Dih, emangnya upacara bendera? ‘Komando pasukan upacara, saya ambil alih!’” tanggapku sambil berpaling ke jendela samping. Sempat aku dengar kekeh tawa Rio, tapi aku mengabaikannya karena hatiku menyadari sesuatu.

Dan aku tidak menyadari kehadiranmu di sekolah ini setelah satu semester lewat? Bodoh! Kalau saja aku lebih dulu menyadari kehadiranmu, Rio, peran Nia itu bisa aku ambil alih!

Aku gigit bibir bawahku, sambil batin memaki diri sendiri. Tapi tentu saja, self-loathing  seperti itu tidak ada gunanya.

“Bahasa lainnya sih, aku cuma mau bilang terima kasih. Terima kasih kamu mau jadi temannya Nia,” ucap Rio yang seketika membuatku berpaling dan menatapnya. Aku ingin melihat wajahnya saat dia mengucapkan itu.

 Ada senyum tipis di bibirnya, namun sorot matanya tampak tenang. Tampak bahagia. Tapi bukan bahagia karena kencan ini.

Kamu suka Nia, Rio?

Aku ingin ucapkan itu.

Sungguh.

Tapi memikirkannya saja seperti ada yang terkoyak di dalam dadaku.
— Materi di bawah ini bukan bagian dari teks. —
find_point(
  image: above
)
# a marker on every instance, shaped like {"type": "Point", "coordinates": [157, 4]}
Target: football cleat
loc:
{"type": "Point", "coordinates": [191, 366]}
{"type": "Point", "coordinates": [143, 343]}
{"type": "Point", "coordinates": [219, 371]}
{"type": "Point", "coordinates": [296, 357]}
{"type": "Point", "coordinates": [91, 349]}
Sepertinya aku tidak sanggup.

Sampai di rumah, aku melihat Papa di teras. Sepertinya menungguku. Khawatir, mungkin? Padahal matahari belum terbenam.

Papa menghampiri setelah aku turun, lalu Rio berpamitan, meski sempat juga berkelakar kalau dia mengira aku akan borong toko buku itu, karena itu dia merasa sia-sia telah membawa pick-up. Papa tertawa mendengarnya, dan sepertinya Papa suka dengan Rio. Tapi Papa tidak mention apa-apa soal Rio setelah Rio pergi. Tidak juga bertanya soal "kencan" ini. Begitu juga Mama yang aku lihat tengah main medsos di ruang tamu.

Aku langsung pergi ke kamar, simpan buku yang aku beli, lalu ganti baju. Sebelum meninggalkan kamar, aku sempatkan mengirim pesan ke Sandra, berikut foto dia yang sedang menguntit aku dan Rio.

Arianna : [Jelaskan! Kamu jg yg ambil foto d kafe itu, kan?]

Pesan itu terkirim namun tidak segera terbaca Sandra, dan aku tidak menunggunya. Aku tinggalkan ponselku di kamar, dan pergi menuju dapur untuk bantu Mak Sari menyiapkan makan malam. Mungkin perlu kamu tahu, di rumah ini dilarang keras pegang gawai di meja makan; titah dari Yang Didaulat Maharani Tuan Ratu Permaisuri Mama!